Lesson 2: Acquisition of title Flashcards
Hypothecation
Pledging a security interest in the property to a lender while retaining possession of the property is called hypothecation.
The statutory period (or right) of redemption.
most states today have instituted an after foreclosure sale period of redemption called the statutory period (or right) of redemption.
The lien theory
the lien theory, wherein lenders in collateralized properties have equitable rights and borrowers retain legal rights.
A borrower in default keeps possession, title, and all legal rights to the property until the lien against the property is perfected by the lender.
Lien
The borrower retains the legal interest in the property while pledging the property as collateral to a lender who gets a lien, or equitable right in the property, the right to foreclose, as protection for the loan.
Intermediate position
The intermediate position permits a lender to take possession of the property upon loan default, often without having to wait for foreclosure proceedings, but without getting title to the property until
! after any statutory redemption period has expired.
The note–also called promissory note, principal note or bond, mortgage note, negotiable note, and secured note is…
… evidence of the debt and a promise to pay it. It is a written instrument specifying the repayment terms and conditions.
It is a promise to pay a debt and is used in combination with a mortgage or deed of trust which is a pledge of real property as collateral to secure the promise .
When is a note canceled?
When the debt is payed.
Deficiency Judgement
If the security is insufficient to cover the indebtedness, the note holder may obtain a deficiency judgement for the balance due and proceed against all other property and assets of the debtor.
Unsecured note
A note without collateral is an unsecured note. Such notes are used for short-term personal loans.
Secured note
Real estate loans are secured loans in that they always contain a security instrument.
What do words “or order” after the lender’s name mean?
Lender has the right to sell the note.
Negotiable note
Lender has the right to sell the note.
What do words “or more” included in the payment section mean?

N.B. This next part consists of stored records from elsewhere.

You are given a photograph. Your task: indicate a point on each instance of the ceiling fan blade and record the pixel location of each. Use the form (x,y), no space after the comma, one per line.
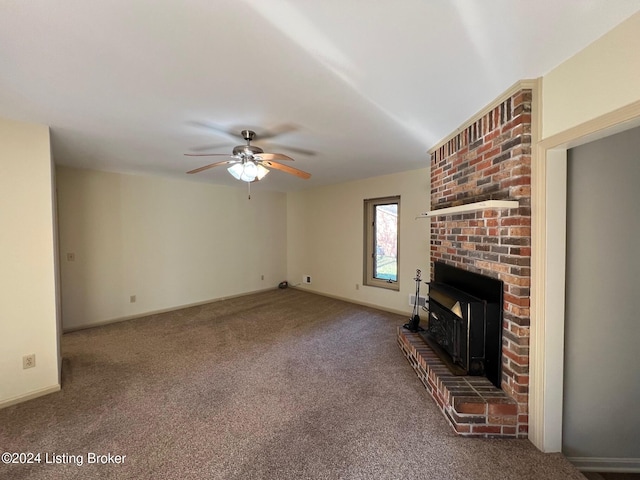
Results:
(287,169)
(273,156)
(211,165)
(302,151)
(208,155)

Borrower can pay more than the payment expected.
Prepayment privilege
Borrower can pay more than the payment expected.
Prepayment penalty
Borrower will be penalized if he pays more than the payment expected.
Who is the maker of the note?
A note must be executed or signed by the borrower, some times called the maker of the note, to be valid.

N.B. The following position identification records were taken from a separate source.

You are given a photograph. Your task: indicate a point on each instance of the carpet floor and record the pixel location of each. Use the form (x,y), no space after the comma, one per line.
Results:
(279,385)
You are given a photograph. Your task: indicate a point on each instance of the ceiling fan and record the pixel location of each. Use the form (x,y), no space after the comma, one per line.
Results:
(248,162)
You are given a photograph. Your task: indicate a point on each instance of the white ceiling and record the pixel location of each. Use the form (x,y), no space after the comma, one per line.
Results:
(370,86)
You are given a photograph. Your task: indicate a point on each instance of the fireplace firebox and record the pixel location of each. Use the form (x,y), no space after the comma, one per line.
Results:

If two or more people sign the note, they are…
If two or more people sign, it is common to define them as “jointly and severally liable” for payment.
Acceleration clause
Notes often contain an acceleration clause. That provision enables the lender to demand payment of the entire outstanding balance of the note–that is to call the entire balance due, if the borrower violates one of the covenants of the note.
Holder in due course
If a note is negotiable–that is, freely transferable–the new holder (transferee) is called the holder in due course.
An estoppel certificate , also called a certificate of no defense
When a note is sold by one investor (lender) to another, the borrower may be asked to sign an estoppel certificate , also called a certificate of no defense , in which the borrower acknowledges the balance due on the loan.
This protects the investor from the borrower being able to later claim a lower balance.
A promissory note or bond
A negotiable promissory note or bond is a written instrument signed by the maker containing an unconditional promise to pay a certain sum of money, payable on demand or at a fixed or determined future time, to the order of the payee or the bearer of the instrument.
The mortgage or trust deed
The mortgage or trust deed is a legal document pledging or conveying a piece of real property as security for the indebtedness created by the note.
Defeasance clause
This defeasance clause defeated (cancelled) the mortgage when the debt was paid in full. Today all mortgages have defeasance clauses in them. If the borrower defaulted, the mortgagee (lender) became the absolute owner of the property.